Les romans vont où ils veulent. La Grande Intrigue IV

François Taillandier

La Grande Intrigue , vaste suite romanesque en cinq tomes dont voici le quatrième (avant la parution annoncée du cinquième à l'automne), s'affirme de volume en volume comme une entreprise majeure dans le paysage romanesque français. Que peut encore le roman, dans son « aspiration à prendre le monde en charge », comme il est dit à propos de Nicolas Rubien, le personnage d'architecte amoureux de sa cousine Louise, que l'on retrouve comme de vieux amis dans cette livraison ? Peut-être ceci : offrir une vision éclatée de notre monde de plus en plus opaque, où les connexions se font au gré de hasards et de cohérences aventureuses, pour tenter d'en recomposer un possible sens. Car, si « les romans vont où ils veulent », ils restent la voie royale, le genre majeur, par leur plasticité et leurs pouvoirs presque infinis de liberté formelle, à même d'assumer cette mission. Et le roman de Taillandier va vraiment où il veut, avec bonheur.

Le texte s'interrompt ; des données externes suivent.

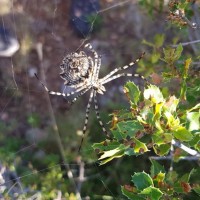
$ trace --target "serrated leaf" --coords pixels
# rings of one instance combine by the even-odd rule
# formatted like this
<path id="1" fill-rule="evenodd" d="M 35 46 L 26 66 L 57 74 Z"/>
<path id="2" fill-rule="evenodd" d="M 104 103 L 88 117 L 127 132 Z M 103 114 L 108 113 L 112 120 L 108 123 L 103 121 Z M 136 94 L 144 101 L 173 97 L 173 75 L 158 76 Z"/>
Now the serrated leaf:
<path id="1" fill-rule="evenodd" d="M 192 140 L 189 141 L 189 145 L 200 151 L 200 132 L 194 134 Z"/>
<path id="2" fill-rule="evenodd" d="M 160 89 L 155 85 L 150 85 L 144 90 L 144 98 L 150 100 L 154 104 L 164 102 Z"/>
<path id="3" fill-rule="evenodd" d="M 151 161 L 151 177 L 156 176 L 160 172 L 165 173 L 165 169 L 162 165 L 160 165 L 157 161 L 150 159 Z"/>
<path id="4" fill-rule="evenodd" d="M 132 176 L 131 181 L 134 183 L 138 190 L 143 190 L 149 186 L 153 186 L 152 178 L 145 172 L 135 173 Z"/>
<path id="5" fill-rule="evenodd" d="M 185 127 L 179 127 L 174 131 L 174 137 L 180 141 L 190 141 L 193 138 L 193 135 Z"/>
<path id="6" fill-rule="evenodd" d="M 141 153 L 142 154 L 144 152 L 149 151 L 145 143 L 140 142 L 136 138 L 134 138 L 133 140 L 134 140 L 134 143 L 135 143 L 134 147 L 133 147 L 135 153 Z"/>
<path id="7" fill-rule="evenodd" d="M 127 82 L 124 86 L 127 96 L 132 105 L 137 105 L 140 99 L 140 90 L 133 82 Z"/>
<path id="8" fill-rule="evenodd" d="M 104 151 L 104 153 L 100 156 L 99 160 L 103 160 L 105 158 L 113 157 L 113 156 L 116 156 L 116 155 L 117 156 L 121 155 L 121 153 L 124 152 L 125 148 L 126 147 L 121 144 L 116 149 L 112 149 L 112 150 L 109 150 L 109 151 Z"/>
<path id="9" fill-rule="evenodd" d="M 117 129 L 121 133 L 122 138 L 127 136 L 134 137 L 138 131 L 142 131 L 143 126 L 136 120 L 119 122 L 117 124 Z"/>
<path id="10" fill-rule="evenodd" d="M 153 200 L 159 200 L 163 195 L 163 193 L 158 188 L 152 186 L 145 188 L 142 192 L 140 192 L 140 194 L 145 194 L 148 199 Z"/>
<path id="11" fill-rule="evenodd" d="M 154 145 L 154 152 L 159 156 L 165 156 L 169 153 L 171 144 Z"/>

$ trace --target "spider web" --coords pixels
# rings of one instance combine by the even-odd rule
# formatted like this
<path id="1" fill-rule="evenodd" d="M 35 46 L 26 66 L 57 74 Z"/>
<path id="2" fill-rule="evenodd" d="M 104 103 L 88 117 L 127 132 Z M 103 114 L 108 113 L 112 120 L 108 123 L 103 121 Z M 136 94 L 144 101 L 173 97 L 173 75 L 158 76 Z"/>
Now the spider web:
<path id="1" fill-rule="evenodd" d="M 108 63 L 113 67 L 122 66 L 136 58 L 141 50 L 138 48 L 138 53 L 133 55 L 132 48 L 137 43 L 132 38 L 141 37 L 142 26 L 137 24 L 134 30 L 130 23 L 141 19 L 129 15 L 131 9 L 135 9 L 136 1 L 102 1 L 100 10 L 96 10 L 90 20 L 89 33 L 81 33 L 81 28 L 77 27 L 79 35 L 84 36 L 82 38 L 69 24 L 69 1 L 2 2 L 1 25 L 12 31 L 20 42 L 20 49 L 12 58 L 0 58 L 0 171 L 9 174 L 6 179 L 0 177 L 0 194 L 13 197 L 18 193 L 24 198 L 43 199 L 44 194 L 48 196 L 54 190 L 57 195 L 54 199 L 61 199 L 64 198 L 61 191 L 66 187 L 65 192 L 73 193 L 77 199 L 86 199 L 87 194 L 93 195 L 91 198 L 101 199 L 100 195 L 107 195 L 117 199 L 116 192 L 123 183 L 111 173 L 109 165 L 98 166 L 98 158 L 89 142 L 104 138 L 93 114 L 89 120 L 90 134 L 81 155 L 77 151 L 87 95 L 69 110 L 63 98 L 49 96 L 44 91 L 34 73 L 46 80 L 51 90 L 68 91 L 70 88 L 65 88 L 59 77 L 58 66 L 66 53 L 81 49 L 88 41 L 102 55 L 103 65 L 107 66 L 101 69 L 103 73 L 113 69 L 108 68 Z M 119 96 L 115 93 L 122 84 L 116 85 L 107 91 L 107 97 L 101 98 L 101 107 L 117 102 Z M 119 109 L 118 105 L 116 109 Z M 108 122 L 108 112 L 101 114 L 103 121 Z M 63 174 L 62 179 L 59 174 Z M 113 186 L 112 179 L 118 181 L 117 186 Z M 43 183 L 43 191 L 37 188 L 39 181 Z"/>

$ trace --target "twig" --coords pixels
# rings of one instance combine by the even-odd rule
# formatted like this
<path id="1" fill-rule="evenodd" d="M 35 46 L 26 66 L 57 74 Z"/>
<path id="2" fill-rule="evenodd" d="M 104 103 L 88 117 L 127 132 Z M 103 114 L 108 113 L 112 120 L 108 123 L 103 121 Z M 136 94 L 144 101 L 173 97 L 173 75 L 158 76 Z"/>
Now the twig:
<path id="1" fill-rule="evenodd" d="M 181 44 L 182 46 L 187 46 L 187 45 L 195 44 L 195 43 L 200 43 L 200 40 L 193 40 L 191 42 L 183 42 L 183 43 L 179 43 L 179 44 Z M 177 47 L 179 44 L 171 45 L 171 47 Z"/>
<path id="2" fill-rule="evenodd" d="M 191 149 L 187 146 L 185 146 L 184 144 L 180 143 L 180 142 L 177 142 L 175 140 L 172 140 L 172 144 L 176 147 L 179 147 L 181 148 L 183 151 L 187 152 L 188 154 L 192 155 L 192 156 L 197 156 L 200 158 L 200 154 L 199 152 L 197 152 L 196 150 L 194 149 Z"/>

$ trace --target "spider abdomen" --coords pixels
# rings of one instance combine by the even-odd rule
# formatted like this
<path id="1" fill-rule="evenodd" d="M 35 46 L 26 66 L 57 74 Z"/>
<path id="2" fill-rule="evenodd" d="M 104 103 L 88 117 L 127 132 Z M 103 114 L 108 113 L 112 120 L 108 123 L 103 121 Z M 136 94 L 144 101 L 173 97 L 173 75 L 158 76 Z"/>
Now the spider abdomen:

Satirique, digressif, formidablement libre de forme comme de propos, au rebours des modes intellectuelles (dans une subtile défense du catholicisme, par exemple) comme des errances de la postmodernité, il nous entraîne tour à tour dans une partouze terminale qui semble rejouer l'épisode de La Chute de Camus ; dans les questionnements douloureux, écho de ceux de l'auteur lui-même, d'un prêtre déboussolé par la modernisation, car « un monde qui veut exister sans religion antagonique ne se verra plus, n'existera plus » ; dans les projets fous d'un certain Fou-Fou, un Chinois génie de la com par Internet qui a décidé d'imposer au monde une langue unique, l'Unilog, afin de gagner du temps et des parts de marché ; dans la tête d'un écrivain africain, Athanase, qui se remémore les horreurs perpétrées sur son continent, où apparut l'humanité ; et même dans l'intimité de l'auteur, au cours d'une belle péroraison finale en forme de confession parfois énigmatique, où se déploient, entre ironie et ferveur, les éclats d'une quête spirituelle toujours inachevée.